Los hechos se producían cuando efectivos del Instituto Armado comprobaron cómo el conductor de un binomio vehículo-embarcación circulaba a gran velocidad, haciendo caso omiso a las señales acústicas y luminosas para que se detuviera.
En un primer momento, se localizaron 200 kilogramos de droga, siendo un perro detector de sustancias estupefacientes el que localizó un doble fondo donde se ocultaba el resto de la droga. Los tres ocupantes del vehículo serían detenidos como presuntos autores de un delito contra la salud pública, pertenencia a organización criminal, falsedad documental, contra la seguridad del tráfico y desobediencia grave a los mandatos de los agentes de la autoridad, por lo que ya han ingresado en prisión.
El servicio tuvo lugar cuando una patrulla de la Unidad de Seguridad Ciudadana de la Compañía de la Benemérita en Jerez de la Frontera (guardiacivil.es) observó un conjunto compuesto por un vehículo de la marca Jeep, modelo Cherokee, que arrastraba una embarcación recreativa de la categoría 7ª.

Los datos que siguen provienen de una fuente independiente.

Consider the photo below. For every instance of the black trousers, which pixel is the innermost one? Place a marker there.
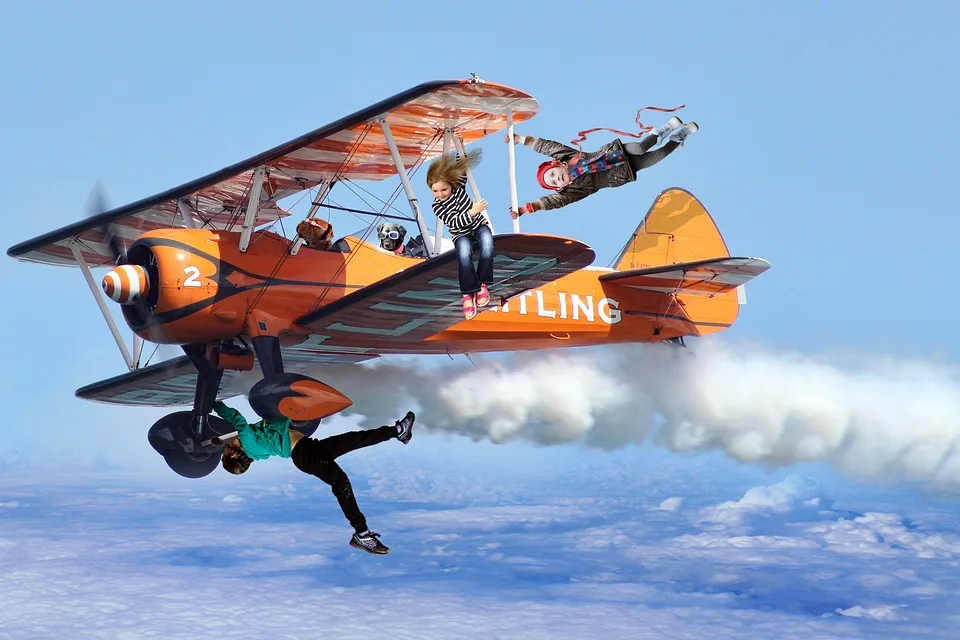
(316, 457)
(640, 156)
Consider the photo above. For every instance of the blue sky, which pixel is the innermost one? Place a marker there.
(826, 146)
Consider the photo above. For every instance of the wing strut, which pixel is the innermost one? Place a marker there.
(186, 214)
(513, 170)
(98, 295)
(253, 206)
(407, 187)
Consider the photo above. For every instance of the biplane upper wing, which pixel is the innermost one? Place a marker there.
(400, 312)
(352, 148)
(173, 382)
(703, 277)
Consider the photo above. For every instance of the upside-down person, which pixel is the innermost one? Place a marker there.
(317, 233)
(447, 177)
(574, 175)
(276, 437)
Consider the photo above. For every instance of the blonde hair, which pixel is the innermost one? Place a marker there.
(450, 168)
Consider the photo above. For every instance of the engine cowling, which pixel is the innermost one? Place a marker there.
(126, 283)
(185, 298)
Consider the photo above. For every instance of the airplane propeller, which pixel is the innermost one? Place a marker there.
(96, 205)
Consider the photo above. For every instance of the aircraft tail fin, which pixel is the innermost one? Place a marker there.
(676, 229)
(678, 251)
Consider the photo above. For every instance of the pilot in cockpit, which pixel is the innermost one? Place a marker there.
(392, 235)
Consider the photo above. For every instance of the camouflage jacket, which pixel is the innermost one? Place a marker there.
(586, 184)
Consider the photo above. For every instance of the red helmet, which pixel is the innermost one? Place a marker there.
(542, 169)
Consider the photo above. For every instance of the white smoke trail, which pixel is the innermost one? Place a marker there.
(877, 419)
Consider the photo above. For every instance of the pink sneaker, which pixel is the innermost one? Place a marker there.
(469, 307)
(483, 296)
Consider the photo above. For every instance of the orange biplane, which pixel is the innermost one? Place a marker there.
(199, 266)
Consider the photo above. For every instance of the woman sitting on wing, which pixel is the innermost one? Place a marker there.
(447, 177)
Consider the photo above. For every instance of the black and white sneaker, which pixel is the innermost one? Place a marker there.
(369, 541)
(405, 427)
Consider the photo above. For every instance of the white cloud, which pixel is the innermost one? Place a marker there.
(670, 504)
(879, 612)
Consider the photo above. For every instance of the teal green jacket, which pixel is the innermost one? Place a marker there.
(259, 440)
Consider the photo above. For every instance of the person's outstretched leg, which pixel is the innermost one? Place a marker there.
(343, 443)
(310, 456)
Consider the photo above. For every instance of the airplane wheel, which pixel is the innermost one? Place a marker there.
(173, 436)
(297, 397)
(306, 427)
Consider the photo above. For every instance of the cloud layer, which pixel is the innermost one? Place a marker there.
(877, 418)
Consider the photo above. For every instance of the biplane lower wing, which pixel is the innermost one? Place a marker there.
(173, 382)
(704, 277)
(399, 313)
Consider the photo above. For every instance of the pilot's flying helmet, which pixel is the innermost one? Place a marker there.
(391, 235)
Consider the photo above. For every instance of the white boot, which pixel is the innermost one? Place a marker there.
(684, 132)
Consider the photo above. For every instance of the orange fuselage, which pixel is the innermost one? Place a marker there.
(204, 289)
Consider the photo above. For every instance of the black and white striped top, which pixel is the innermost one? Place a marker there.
(455, 211)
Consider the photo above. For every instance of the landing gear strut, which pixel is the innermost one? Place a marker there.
(290, 395)
(178, 437)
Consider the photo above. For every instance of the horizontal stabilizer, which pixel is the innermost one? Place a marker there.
(704, 277)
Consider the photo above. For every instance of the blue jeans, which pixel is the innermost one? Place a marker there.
(471, 278)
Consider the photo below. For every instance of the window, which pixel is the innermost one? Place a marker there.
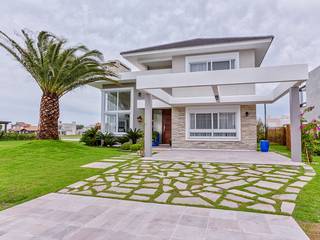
(213, 123)
(214, 62)
(118, 110)
(198, 67)
(212, 66)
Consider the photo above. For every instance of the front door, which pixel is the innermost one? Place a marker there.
(166, 126)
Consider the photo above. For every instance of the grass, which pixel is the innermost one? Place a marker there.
(70, 136)
(29, 169)
(307, 211)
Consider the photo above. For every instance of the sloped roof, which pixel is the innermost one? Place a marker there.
(198, 42)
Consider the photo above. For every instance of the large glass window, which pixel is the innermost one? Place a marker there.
(198, 66)
(212, 65)
(118, 111)
(212, 124)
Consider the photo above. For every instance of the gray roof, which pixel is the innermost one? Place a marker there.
(198, 42)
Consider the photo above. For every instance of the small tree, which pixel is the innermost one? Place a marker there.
(310, 135)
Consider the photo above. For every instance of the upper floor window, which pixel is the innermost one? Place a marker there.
(214, 62)
(118, 112)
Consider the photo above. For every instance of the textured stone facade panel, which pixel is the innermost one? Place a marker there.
(248, 131)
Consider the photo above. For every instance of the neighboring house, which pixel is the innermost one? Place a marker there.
(67, 128)
(310, 94)
(199, 93)
(22, 127)
(273, 122)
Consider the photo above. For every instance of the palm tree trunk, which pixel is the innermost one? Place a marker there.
(49, 116)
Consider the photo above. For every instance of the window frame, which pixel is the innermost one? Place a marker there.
(209, 58)
(106, 111)
(215, 109)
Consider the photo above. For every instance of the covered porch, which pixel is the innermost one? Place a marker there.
(167, 88)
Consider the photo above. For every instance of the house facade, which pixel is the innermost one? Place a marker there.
(309, 94)
(199, 93)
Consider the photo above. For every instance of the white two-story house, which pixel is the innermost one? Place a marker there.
(199, 93)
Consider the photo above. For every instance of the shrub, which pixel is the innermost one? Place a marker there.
(126, 146)
(136, 147)
(92, 137)
(310, 135)
(134, 135)
(122, 139)
(12, 136)
(109, 139)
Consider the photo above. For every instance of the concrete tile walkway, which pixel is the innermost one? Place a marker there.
(250, 187)
(71, 217)
(222, 156)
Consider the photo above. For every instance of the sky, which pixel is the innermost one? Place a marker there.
(115, 26)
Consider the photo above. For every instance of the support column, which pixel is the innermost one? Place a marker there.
(148, 125)
(295, 124)
(103, 109)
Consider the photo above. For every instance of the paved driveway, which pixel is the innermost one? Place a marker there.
(63, 216)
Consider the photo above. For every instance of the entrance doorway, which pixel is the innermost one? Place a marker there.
(161, 120)
(166, 126)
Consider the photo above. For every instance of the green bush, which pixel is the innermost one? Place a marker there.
(109, 139)
(91, 137)
(126, 146)
(136, 147)
(12, 136)
(122, 139)
(134, 135)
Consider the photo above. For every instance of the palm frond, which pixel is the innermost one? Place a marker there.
(55, 68)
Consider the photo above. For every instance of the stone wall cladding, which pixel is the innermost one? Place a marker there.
(248, 132)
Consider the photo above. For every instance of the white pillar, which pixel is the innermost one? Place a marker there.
(295, 124)
(103, 109)
(148, 125)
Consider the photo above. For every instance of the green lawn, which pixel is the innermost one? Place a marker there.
(307, 211)
(308, 203)
(29, 169)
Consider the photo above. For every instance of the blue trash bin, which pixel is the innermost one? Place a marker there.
(264, 146)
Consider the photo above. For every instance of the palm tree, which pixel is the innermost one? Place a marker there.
(57, 70)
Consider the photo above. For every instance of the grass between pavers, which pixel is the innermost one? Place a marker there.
(124, 174)
(29, 169)
(308, 202)
(307, 211)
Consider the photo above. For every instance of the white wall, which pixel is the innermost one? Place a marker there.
(246, 60)
(313, 94)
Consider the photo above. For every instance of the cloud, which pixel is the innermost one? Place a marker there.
(115, 26)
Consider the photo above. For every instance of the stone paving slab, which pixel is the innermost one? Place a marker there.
(252, 187)
(101, 165)
(70, 217)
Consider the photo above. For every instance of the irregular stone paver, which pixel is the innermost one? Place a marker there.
(211, 196)
(163, 197)
(243, 193)
(292, 190)
(146, 191)
(190, 201)
(238, 199)
(263, 207)
(290, 197)
(287, 207)
(139, 198)
(298, 184)
(257, 190)
(229, 204)
(246, 186)
(101, 165)
(232, 184)
(268, 184)
(120, 189)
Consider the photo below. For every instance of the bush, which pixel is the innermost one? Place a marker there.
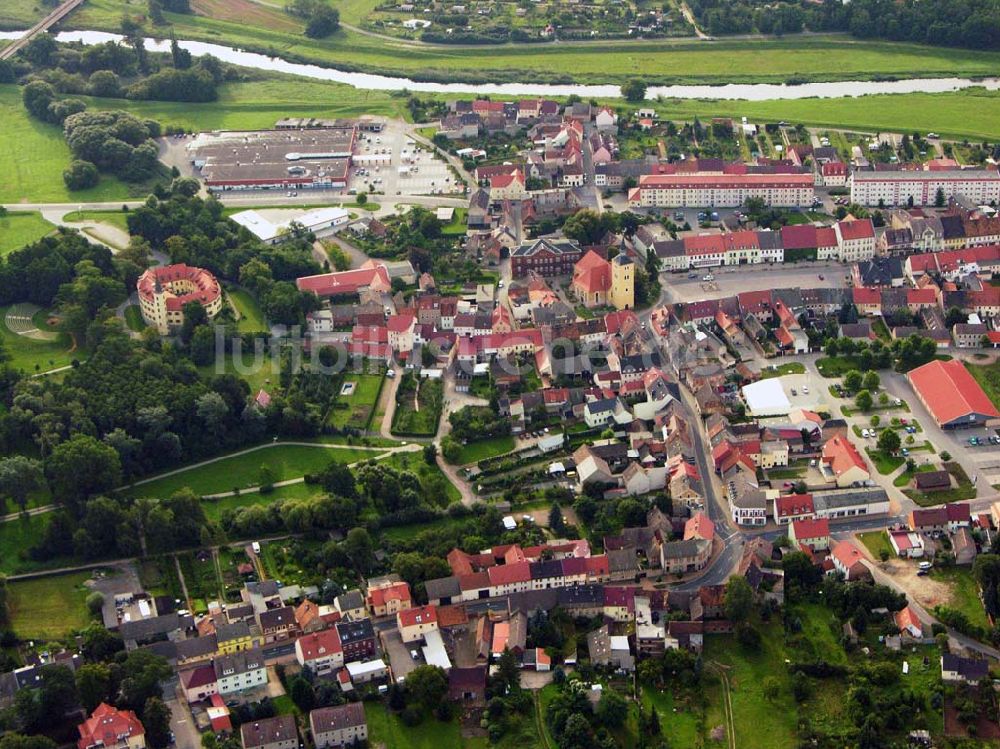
(80, 175)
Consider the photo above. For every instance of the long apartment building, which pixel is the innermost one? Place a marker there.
(897, 187)
(702, 190)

El conductor del vehículo, al percatarse de la presencia del vehículo policial, aumentó de manera significativa la velocidad a la que circulaba, siendo totalmente inadecuada tanto por el conjunto vehículo-embarcación transportado como por la vía por la que circulaba, la carretera autonómica A471 entre Utrera (El Torbiscal) y Sanlúcar de Barrameda, a la altura del término municipal de Trebujena.
Los agentes realizaron señales acústicas y luminosas para que el conductor detuviese el vehículo, haciendo caso omiso el conductor del mismo, y aumentando la velocidad a la que circulaba. Por tal motivo, se solicitó la presencia de una patrulla del Destacamento de Tráfico adscrita también a la Compañía en Jerez, para interceptarles y evitar un mayor peligro al resto de usuarios de la citada vía.
Una vez realizada la detención del conjunto, se procedió a la inspección del binomio, con el resultado de que en el interior de la embarcación remolcada se ocultaban 200 paquetes de hachís, con un peso aproximado de un kilogramo cada uno.
Ante la posibilidad de que en algún lugar de la embarcación se ocultaran más estupefacientes, se solicitó la presencia de un perro detector, que localizó sin género de dudas un compartimento camuflado donde se almacenaban otros 772 paquetes de las mismas características que los anteriores.
Por estos hechos se procedió a la inmediata detención de los tres ocupantes del vehículo, siendo trasladados en unión de todo lo intervenido a las dependencias oficiales para la finalización de las diligencias. Tras su puesta a disposición judicial, se ha decretado el ingreso en prisión para todos ellos.